On a recent afternoon, we dropped by Coleman’s math class. The class has been studying rounding and estimating for the past few weeks. Her students are sitting on a circular rug on the floor, shoulder to shoulder, with their math journals carefully balanced on their knees, and with their faces scrunched up in intense concentration. They are trying to make sense of the math equation that Coleman had just written on the board.
0.904 times 75 = 75
What do you think of this equation? Coleman asks her students.
It’s funny, says one. Something isn’t right about it, says another student.
What’s not right? prods Coleman.
If you carry the equation all the way through it’s wrong.
Well, how can me make this equation right? Coleman prods again.
The students squirm in silence for a minute or two but Coleman doesn’t give away an answer. She tells the students that they can figure this out if they apply the math concepts the class has been studying for the past few weeks.
A girls voice chirps up: “Well, if we round 0.904 to one, then the equation is right.”
If we round up or if we round down? Coleman asks the girl to clarify.
“If we round 0.904 up to 1, then we see that 1 times 75 = 75” the girl answers, beaming at the fact she’s figured it out.
After the class “cracks” this math riddle, Coleman then runs students through a number of other math challenges, all of which can only be solved when students apply the rounding principle. At every turn in the conversation, Coleman finds opportunities to increase her students’ math vocabulary and math fluency. Each problem is an opportunity to clarify and re-clarify the idea of decimal number, a whole number, the tenths place, the hundredths place. Coleman teaches math the way a foreign language instructor teaches language.. by using students’ current fluency with some math terms and concepts as stepping stone/bridges to understanding more advanced math concepts.
Later, when Coleman has a break from her teaching duties, she shares her thoughts about why teaching math through inquiry-based instruction helps develop her students’ critical thinking and problem solving skills. She reflects:
“Inquiry-based teaching encourages students to do more than just find the right answer. In my lessons, I encourage students to apply the concepts and rules that we’ve learned to new situations. This helps them see patterns and trends… not just arrive at ‘the right answer.’ It’s about seeing the bigger picture.
By shifting the focus away from finding ‘the right answer’ to applying what they know to problems, and then inviting them to explain their problem-solving methods out loud, I help create an opening for students to take risks. Yes, there is an answer we need to arrive at, but the process of getting there, and explaining your problem-solving to others, is the reward. If a student’s problem solving doesn’t get them to the right answer, then we think through their process for getting there. Where do we need to back-track? Where along the way did we go wrong? Let’s go back and pinpoint, and find that wrong turn.
This way of teaching math, encourages students to take risks and to not be afraid to problem solve their way through things. It’s more demanding than traditional math teaching… more demanding on teachers and students alike. But it helps build students’ confidence in their ability to problem solve.”
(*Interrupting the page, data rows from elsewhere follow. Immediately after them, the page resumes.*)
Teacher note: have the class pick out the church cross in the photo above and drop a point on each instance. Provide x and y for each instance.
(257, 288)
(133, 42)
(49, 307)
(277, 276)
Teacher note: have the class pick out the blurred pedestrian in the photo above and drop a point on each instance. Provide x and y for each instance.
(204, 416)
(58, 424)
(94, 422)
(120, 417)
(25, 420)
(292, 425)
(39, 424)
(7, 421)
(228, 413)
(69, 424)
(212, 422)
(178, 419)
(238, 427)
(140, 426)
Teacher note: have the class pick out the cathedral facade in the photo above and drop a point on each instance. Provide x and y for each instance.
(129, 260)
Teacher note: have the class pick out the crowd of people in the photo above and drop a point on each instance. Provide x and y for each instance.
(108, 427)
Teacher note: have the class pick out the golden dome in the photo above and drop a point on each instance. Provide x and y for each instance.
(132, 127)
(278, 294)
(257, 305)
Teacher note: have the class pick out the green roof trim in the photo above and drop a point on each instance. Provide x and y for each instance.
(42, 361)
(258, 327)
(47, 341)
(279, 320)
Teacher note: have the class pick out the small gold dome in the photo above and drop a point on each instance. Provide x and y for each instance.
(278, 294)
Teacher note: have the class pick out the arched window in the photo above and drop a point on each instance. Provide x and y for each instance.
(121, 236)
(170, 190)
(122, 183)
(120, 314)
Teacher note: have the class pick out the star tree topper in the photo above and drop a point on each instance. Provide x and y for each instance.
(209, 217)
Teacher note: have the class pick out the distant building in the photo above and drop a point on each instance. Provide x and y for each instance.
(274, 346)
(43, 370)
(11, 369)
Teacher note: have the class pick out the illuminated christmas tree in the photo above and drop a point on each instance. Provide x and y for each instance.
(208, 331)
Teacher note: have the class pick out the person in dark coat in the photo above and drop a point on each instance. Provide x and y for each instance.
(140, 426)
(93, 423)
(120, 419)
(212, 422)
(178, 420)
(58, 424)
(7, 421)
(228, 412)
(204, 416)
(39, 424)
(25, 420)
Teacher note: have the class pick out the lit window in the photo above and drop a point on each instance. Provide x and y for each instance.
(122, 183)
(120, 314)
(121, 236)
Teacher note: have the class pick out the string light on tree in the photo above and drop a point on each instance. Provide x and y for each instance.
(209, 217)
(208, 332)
Because of your support, Inspired Teaching is able to ensure that students in Coleman’s classroom and in hundreds of classrooms throughout public and public charter schools in the District are places where students experience rigorous, rewarding, and relevant learning. By helping strengthen the teaching practice of teachers like Coleman, Inspired Teaching works to ensure that high-quality, engaging teaching becomes the norm, not the exception, for students in Washington, DC.